Chapter 3 - SATU - Dunia Di Balik Kaca

Seperti terkena serangan stroke, nafasnya terhirup cepat ke dalam kerongkongan.

Fu langsung terbangun seakan-akan baru saja terlepas dari mimpi buruk.

"Dimana aku?"

Hal pertama yang dia temukan saat membuka mata hanyalah kegelapan malam yang berkabut—kabut aneh karena berwarna hijau—dan Fu tidak dapat memandang lebih dari setengah meter.

Banyak pertanyaan dalam benak Fu, namun yang paling ingin dia ketahui sekarang adalah jawaban dari "Apa yang terjadi padaku dan di mana aku?"

Tubuh Fu tetap utuh dan dia mendapati dirinya terbaring di rerumputan yang basah.

"Ini aneh." Ucap Fu.

Tidak ada yang kurang setelah Fu memeriksa sekujur tubuhnya dan pakaiannya tetap sama seperti biasa.

"Atau," Fu mulai curiga, "Apa aku sudah mati?". Akhirat, kata itu muncul begitu saja di kepala Fu.

"Tidak," Fu mencoba menampar wajahnya dan itu sangat sakit. "Kalau begitu di mana aku?"

"Jika aku masih hidup?" Fu berdiri lalu melangkah dan memcoba melihat-lihat ke sekitar. "Sial, aku tidak bisa melihat apapun!", keluhnya, lalu tanpa sengaja dia menginjak sesuatu—seperti tongkat atau mungkin hanya patahan ranting pohon.

Fu berpikir, terlalu kuat untuk sebuah ranting, teksturnya padat, sangat keras dan tidak patah walau diinjak.
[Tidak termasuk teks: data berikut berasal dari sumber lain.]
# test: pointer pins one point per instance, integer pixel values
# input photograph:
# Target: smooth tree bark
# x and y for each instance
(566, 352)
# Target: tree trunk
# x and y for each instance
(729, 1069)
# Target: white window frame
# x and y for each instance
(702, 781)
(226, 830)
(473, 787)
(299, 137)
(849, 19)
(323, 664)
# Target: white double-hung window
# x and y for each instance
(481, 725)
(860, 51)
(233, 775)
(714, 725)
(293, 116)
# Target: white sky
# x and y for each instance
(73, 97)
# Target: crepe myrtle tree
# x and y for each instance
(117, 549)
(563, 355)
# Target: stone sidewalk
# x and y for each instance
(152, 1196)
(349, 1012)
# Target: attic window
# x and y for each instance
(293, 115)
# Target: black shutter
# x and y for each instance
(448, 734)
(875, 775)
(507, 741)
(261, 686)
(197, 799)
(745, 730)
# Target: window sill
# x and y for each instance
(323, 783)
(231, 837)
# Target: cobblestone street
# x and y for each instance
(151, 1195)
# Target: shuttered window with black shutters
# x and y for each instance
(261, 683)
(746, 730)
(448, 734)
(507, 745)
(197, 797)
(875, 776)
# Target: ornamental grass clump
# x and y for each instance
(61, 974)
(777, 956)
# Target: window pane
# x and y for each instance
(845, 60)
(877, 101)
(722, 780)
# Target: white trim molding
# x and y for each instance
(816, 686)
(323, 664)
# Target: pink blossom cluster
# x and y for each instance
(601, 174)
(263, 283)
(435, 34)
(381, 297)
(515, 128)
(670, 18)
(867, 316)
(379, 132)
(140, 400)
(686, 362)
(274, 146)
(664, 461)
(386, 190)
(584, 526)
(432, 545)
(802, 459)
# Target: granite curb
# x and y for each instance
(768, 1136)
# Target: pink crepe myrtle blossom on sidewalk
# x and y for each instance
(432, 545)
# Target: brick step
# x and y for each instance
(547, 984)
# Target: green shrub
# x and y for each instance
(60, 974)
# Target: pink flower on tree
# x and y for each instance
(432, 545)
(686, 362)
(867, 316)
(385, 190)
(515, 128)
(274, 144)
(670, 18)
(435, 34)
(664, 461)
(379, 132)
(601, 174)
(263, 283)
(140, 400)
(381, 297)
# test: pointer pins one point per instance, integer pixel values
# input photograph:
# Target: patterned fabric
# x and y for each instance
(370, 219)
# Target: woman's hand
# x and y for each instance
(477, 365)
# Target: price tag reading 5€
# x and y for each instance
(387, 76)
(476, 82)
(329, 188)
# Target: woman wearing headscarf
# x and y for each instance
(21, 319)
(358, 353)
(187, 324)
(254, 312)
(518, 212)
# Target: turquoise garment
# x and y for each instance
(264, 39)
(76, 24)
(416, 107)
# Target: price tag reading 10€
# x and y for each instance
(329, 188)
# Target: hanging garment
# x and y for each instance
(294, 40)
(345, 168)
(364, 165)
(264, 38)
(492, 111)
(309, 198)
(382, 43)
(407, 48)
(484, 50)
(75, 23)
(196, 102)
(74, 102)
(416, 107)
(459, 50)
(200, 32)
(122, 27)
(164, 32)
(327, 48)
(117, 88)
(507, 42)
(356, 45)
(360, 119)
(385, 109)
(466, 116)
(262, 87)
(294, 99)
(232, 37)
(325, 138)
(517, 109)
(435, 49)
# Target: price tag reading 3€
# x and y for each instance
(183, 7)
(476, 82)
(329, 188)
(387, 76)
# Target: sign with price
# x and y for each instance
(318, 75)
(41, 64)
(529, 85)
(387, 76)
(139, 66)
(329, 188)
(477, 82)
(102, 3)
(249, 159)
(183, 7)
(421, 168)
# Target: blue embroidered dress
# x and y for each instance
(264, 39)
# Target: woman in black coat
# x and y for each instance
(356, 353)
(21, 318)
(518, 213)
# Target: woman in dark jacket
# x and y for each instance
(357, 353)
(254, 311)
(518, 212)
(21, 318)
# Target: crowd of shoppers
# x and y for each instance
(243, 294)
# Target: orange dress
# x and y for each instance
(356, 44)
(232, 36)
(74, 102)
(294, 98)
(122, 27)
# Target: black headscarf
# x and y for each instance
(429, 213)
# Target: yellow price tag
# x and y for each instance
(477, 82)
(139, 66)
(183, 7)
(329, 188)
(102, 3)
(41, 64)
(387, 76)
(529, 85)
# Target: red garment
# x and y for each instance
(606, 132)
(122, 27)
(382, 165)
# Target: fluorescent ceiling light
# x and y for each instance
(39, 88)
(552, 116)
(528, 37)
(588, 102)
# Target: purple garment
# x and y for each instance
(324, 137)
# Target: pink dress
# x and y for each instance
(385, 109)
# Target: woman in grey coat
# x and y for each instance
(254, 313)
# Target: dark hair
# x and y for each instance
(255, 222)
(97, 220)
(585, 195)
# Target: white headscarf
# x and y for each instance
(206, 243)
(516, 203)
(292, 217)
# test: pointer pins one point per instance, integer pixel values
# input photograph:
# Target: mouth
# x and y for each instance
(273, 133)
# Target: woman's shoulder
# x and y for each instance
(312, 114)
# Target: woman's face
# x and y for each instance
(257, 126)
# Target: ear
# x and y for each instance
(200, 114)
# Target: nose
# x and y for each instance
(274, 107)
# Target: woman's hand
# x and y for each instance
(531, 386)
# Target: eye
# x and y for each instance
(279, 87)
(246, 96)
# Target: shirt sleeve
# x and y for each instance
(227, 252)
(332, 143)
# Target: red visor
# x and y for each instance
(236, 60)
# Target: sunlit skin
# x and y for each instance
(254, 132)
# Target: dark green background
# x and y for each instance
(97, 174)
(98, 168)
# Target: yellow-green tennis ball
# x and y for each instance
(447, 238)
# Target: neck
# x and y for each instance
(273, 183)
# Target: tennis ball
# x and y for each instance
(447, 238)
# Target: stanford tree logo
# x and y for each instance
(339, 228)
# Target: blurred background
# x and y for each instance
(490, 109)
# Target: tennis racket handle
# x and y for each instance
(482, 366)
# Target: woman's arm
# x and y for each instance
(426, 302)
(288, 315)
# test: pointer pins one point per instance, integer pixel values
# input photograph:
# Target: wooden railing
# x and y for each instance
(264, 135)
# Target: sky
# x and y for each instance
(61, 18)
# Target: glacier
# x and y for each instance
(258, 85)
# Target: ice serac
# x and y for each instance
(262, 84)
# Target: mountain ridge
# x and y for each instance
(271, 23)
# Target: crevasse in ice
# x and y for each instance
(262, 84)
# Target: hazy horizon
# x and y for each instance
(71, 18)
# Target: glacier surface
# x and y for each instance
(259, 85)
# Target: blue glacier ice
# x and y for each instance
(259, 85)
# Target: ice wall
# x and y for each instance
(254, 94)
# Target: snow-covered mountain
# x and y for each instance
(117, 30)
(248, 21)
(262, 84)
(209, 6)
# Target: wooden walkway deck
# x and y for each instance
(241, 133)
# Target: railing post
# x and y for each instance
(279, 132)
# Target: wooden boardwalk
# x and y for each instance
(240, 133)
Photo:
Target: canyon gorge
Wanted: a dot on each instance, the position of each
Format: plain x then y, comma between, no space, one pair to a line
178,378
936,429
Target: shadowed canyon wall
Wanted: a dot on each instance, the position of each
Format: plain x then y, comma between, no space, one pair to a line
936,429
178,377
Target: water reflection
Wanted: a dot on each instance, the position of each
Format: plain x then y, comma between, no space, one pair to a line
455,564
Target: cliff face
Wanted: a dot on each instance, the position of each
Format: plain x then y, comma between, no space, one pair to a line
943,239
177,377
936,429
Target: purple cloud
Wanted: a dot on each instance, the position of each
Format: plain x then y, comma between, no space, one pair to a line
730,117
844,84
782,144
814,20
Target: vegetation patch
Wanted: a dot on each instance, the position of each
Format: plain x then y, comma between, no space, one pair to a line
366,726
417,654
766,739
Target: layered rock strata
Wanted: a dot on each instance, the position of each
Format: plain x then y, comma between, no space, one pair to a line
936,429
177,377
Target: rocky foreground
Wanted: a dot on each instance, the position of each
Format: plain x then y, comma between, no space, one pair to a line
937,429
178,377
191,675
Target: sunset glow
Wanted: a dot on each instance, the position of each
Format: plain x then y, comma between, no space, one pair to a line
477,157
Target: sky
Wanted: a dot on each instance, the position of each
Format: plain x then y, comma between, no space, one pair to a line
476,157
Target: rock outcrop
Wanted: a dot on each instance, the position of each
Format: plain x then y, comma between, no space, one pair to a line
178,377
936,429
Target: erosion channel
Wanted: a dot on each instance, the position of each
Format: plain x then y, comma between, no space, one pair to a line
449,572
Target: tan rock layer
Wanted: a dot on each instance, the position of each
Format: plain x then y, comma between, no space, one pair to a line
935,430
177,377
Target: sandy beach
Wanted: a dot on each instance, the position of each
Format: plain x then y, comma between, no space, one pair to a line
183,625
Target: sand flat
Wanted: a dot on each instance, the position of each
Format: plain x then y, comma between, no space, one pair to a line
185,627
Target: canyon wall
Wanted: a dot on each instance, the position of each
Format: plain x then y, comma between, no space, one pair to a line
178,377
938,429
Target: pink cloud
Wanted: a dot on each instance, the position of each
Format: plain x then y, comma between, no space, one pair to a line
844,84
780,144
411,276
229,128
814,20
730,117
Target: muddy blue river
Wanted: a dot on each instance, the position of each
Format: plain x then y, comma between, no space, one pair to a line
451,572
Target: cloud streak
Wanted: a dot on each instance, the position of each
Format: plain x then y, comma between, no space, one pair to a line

Itu bukan kayu.

Fu lalu berjongkok hendak mengambilnya, namun dia dihentikan oleh suara gagak.

"KOAK!" sangat tiba-tiba.

Fu langsung menoleh ke arah kanannya, lalu hening sejenak dan tidak terdengar lagi. Yang benar saja, sama sekali tidak ada kepakan sayap jika gagak itu benar-benar sudah berlalu kecuali … itu sebuah roh.

"Ah sudahlah," Fu mengabaikannya, itu hanya sebuah roh kecil, pikirnya. Fu memang pria pemberani—setidaknya dia bisa terlihat gagah—sebenarnya dia takut dengan ….

"Scream!" tiba-tiba terdengar jeritan yang sangat nyaring, menusuk telinga dan dengan nada yang mengerikan.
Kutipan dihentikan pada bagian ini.